A Bottom-Up Approach for Pancreas Segmentation Using Cascaded Superpixels and (Deep) Image Patch Labeling

IEEE Trans Image Process. 2017 Jan;26(1):386-399. doi: 10.1109/TIP.2016.2624198. Epub 2016 Nov 1.

Abstract

Robust organ segmentation is a prerequisite for computer-aided diagnosis, quantitative imaging analysis, pathology detection, and surgical assistance. For organs with high anatomical variability (e.g., the pancreas), previous segmentation approaches report low accuracies, compared with well-studied organs, such as the liver or heart. We present an automated bottom-up approach for pancreas segmentation in abdominal computed tomography (CT) scans. The method generates a hierarchical cascade of information propagation by classifying image patches at different resolutions and cascading (segments) superpixels. The system contains four steps: 1) decomposition of CT slice images into a set of disjoint boundary-preserving superpixels; 2) computation of pancreas class probability maps via dense patch labeling; 3) superpixel classification by pooling both intensity and probability features to form empirical statistics in cascaded random forest frameworks; and 4) simple connectivity based post-processing. Dense image patch labeling is conducted using two methods: efficient random forest classification on image histogram, location and texture features; and more expensive (but more accurate) deep convolutional neural network classification, on larger image windows (i.e., with more spatial contexts).
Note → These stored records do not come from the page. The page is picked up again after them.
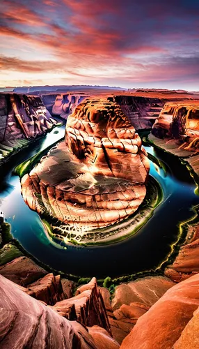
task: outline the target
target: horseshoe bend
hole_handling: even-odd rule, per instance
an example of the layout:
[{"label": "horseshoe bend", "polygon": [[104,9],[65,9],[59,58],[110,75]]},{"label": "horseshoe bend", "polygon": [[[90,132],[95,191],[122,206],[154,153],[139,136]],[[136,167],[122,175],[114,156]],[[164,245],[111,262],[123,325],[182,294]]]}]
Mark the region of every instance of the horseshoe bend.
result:
[{"label": "horseshoe bend", "polygon": [[31,209],[59,222],[51,224],[59,237],[81,240],[138,209],[149,168],[120,105],[111,98],[86,98],[68,117],[65,140],[22,177],[22,193]]}]

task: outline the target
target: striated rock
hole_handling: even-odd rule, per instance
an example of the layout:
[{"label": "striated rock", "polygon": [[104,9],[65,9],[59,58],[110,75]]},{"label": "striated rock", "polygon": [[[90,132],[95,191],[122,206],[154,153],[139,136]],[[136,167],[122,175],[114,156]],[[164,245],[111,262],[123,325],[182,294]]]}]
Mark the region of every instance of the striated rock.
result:
[{"label": "striated rock", "polygon": [[0,274],[22,286],[26,286],[47,274],[46,270],[27,257],[19,257],[0,267]]},{"label": "striated rock", "polygon": [[167,103],[152,133],[166,140],[174,139],[176,148],[196,151],[199,141],[199,102]]},{"label": "striated rock", "polygon": [[173,285],[166,278],[151,276],[117,286],[112,300],[113,312],[109,313],[113,338],[121,343],[138,319]]},{"label": "striated rock", "polygon": [[111,333],[103,298],[97,288],[95,278],[78,288],[75,297],[58,302],[52,309],[67,318],[70,306],[73,305],[77,319],[81,323],[89,327],[97,325]]},{"label": "striated rock", "polygon": [[56,124],[38,96],[0,94],[0,160]]},{"label": "striated rock", "polygon": [[31,292],[30,295],[47,304],[54,305],[65,299],[60,275],[54,276],[52,273],[48,274],[29,285],[27,288]]},{"label": "striated rock", "polygon": [[173,349],[198,349],[199,347],[199,308],[182,331]]},{"label": "striated rock", "polygon": [[107,332],[99,326],[88,327],[89,334],[93,338],[96,347],[99,349],[117,349],[120,345]]},{"label": "striated rock", "polygon": [[61,278],[61,282],[65,298],[71,298],[72,297],[74,282],[64,278]]},{"label": "striated rock", "polygon": [[1,349],[97,349],[86,329],[70,322],[0,276]]},{"label": "striated rock", "polygon": [[148,172],[141,138],[120,106],[86,99],[68,118],[65,142],[22,178],[22,191],[32,209],[65,224],[57,235],[81,240],[138,209]]},{"label": "striated rock", "polygon": [[132,302],[152,306],[173,285],[173,281],[162,276],[148,276],[122,283],[116,288],[111,304],[113,309],[116,310],[122,304],[129,305]]},{"label": "striated rock", "polygon": [[[197,274],[168,290],[139,318],[130,334],[123,341],[121,349],[175,348],[175,343],[199,306],[198,287]],[[196,336],[193,338],[195,344]],[[187,348],[194,348],[191,346],[192,339],[189,338],[191,342]]]},{"label": "striated rock", "polygon": [[115,96],[114,100],[136,130],[151,128],[164,105],[163,99],[158,97]]},{"label": "striated rock", "polygon": [[112,306],[110,300],[111,299],[110,292],[105,287],[98,286],[98,289],[100,290],[100,293],[102,296],[106,313],[109,311],[112,311]]},{"label": "striated rock", "polygon": [[61,94],[56,96],[52,106],[52,114],[67,119],[76,107],[85,99],[85,96]]},{"label": "striated rock", "polygon": [[175,261],[164,274],[180,282],[199,272],[199,225],[189,225],[186,239],[181,246]]}]

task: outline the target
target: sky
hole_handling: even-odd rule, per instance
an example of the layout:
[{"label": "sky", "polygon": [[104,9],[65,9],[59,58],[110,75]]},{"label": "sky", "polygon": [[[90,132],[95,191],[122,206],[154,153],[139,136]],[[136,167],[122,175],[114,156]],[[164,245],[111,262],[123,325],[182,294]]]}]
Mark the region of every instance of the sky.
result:
[{"label": "sky", "polygon": [[199,91],[199,0],[1,0],[0,86]]}]

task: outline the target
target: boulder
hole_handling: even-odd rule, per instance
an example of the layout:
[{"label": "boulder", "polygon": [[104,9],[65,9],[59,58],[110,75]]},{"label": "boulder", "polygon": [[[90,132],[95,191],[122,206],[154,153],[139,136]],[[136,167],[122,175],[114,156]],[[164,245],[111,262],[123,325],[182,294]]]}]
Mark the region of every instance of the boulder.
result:
[{"label": "boulder", "polygon": [[0,267],[0,274],[22,286],[42,278],[47,272],[28,257],[19,257]]},{"label": "boulder", "polygon": [[80,324],[75,327],[1,275],[0,293],[1,349],[97,349]]},{"label": "boulder", "polygon": [[[198,288],[199,274],[197,274],[170,288],[139,318],[131,333],[124,339],[121,349],[171,349],[175,348],[175,343],[176,348],[182,348],[180,346],[184,336],[182,332],[199,306]],[[195,320],[193,318],[193,324]],[[191,323],[184,329],[184,339],[187,340],[186,336],[189,335],[189,346],[186,348],[192,348],[196,347],[197,341],[198,343],[199,337],[198,334],[193,338],[190,336]],[[195,347],[191,346],[192,341]]]}]

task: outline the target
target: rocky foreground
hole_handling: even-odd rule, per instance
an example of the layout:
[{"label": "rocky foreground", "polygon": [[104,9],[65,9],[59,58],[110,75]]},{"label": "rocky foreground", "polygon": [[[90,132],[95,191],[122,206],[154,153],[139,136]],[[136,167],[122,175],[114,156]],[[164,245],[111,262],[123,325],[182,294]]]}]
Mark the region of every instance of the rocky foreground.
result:
[{"label": "rocky foreground", "polygon": [[22,192],[32,209],[82,237],[134,213],[145,196],[148,172],[141,138],[120,106],[89,98],[69,117],[65,142],[22,178]]},{"label": "rocky foreground", "polygon": [[177,284],[162,276],[122,283],[111,301],[95,278],[77,289],[16,258],[0,268],[1,348],[196,349],[198,275]]}]

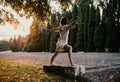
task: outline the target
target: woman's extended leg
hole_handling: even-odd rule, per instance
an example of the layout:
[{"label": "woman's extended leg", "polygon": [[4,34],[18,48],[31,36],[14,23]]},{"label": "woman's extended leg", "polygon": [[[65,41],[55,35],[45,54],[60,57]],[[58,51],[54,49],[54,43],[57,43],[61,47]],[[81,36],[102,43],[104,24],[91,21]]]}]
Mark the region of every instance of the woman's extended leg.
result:
[{"label": "woman's extended leg", "polygon": [[59,53],[60,53],[60,51],[58,51],[58,50],[55,51],[55,54],[54,54],[54,55],[52,56],[52,58],[51,58],[50,64],[53,63],[53,61],[55,60],[56,56],[57,56]]},{"label": "woman's extended leg", "polygon": [[67,44],[67,45],[64,46],[63,49],[68,50],[68,57],[69,57],[71,66],[74,65],[73,60],[72,60],[72,46]]}]

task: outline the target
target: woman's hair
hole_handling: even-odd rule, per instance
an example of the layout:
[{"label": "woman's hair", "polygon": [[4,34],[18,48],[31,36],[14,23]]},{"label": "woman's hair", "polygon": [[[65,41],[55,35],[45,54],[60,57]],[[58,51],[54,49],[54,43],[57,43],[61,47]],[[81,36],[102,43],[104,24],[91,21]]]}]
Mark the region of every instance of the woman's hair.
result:
[{"label": "woman's hair", "polygon": [[60,26],[64,26],[64,25],[66,25],[67,24],[67,18],[66,17],[62,17],[61,19],[60,19]]}]

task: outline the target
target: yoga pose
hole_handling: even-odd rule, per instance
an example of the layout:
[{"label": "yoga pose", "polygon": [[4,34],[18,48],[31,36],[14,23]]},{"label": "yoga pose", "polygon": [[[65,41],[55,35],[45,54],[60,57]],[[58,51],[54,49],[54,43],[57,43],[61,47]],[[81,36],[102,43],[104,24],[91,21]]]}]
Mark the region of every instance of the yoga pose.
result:
[{"label": "yoga pose", "polygon": [[69,30],[74,28],[75,24],[77,24],[80,19],[76,19],[72,23],[68,24],[67,18],[61,18],[60,26],[57,28],[53,28],[52,31],[59,32],[60,37],[56,43],[56,51],[55,54],[52,56],[50,64],[52,65],[56,56],[63,50],[68,50],[68,57],[71,63],[71,66],[75,65],[72,60],[72,46],[68,44],[68,35]]}]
Over-segmented 2-D CT slices by the simple linear iterative clustering approach are adopted through model/parameter calibration and labeled at the superpixel level for positive (pancreas) or negative (non-pancreas or background) classes. The proposed method is evaluated on a data set of 80 manually segmented CT volumes, using six-fold cross-validation. Its performance equals or surpasses other state-of-the-art methods (evaluated by "leave-one-patient-out"), with a dice coefficient of 70.7% and Jaccard index of 57.9%. In addition, the computational efficiency has improved significantly, requiring a mere 6 ~ 8 min per testing case, versus ≥ 10 h for other methods. The segmentation framework using deep patch labeling confidences is also more numerically stable, as reflected in the smaller performance metric standard deviations. Finally, we implement a multi-atlas label fusion (MALF) approach for pancreas segmentation using the same data set. Under six-fold cross-validation, our bottom-up segmentation method significantly outperforms its MALF counterpart: 70.7±13.0% versus 52.51±20.84% in dice coefficients.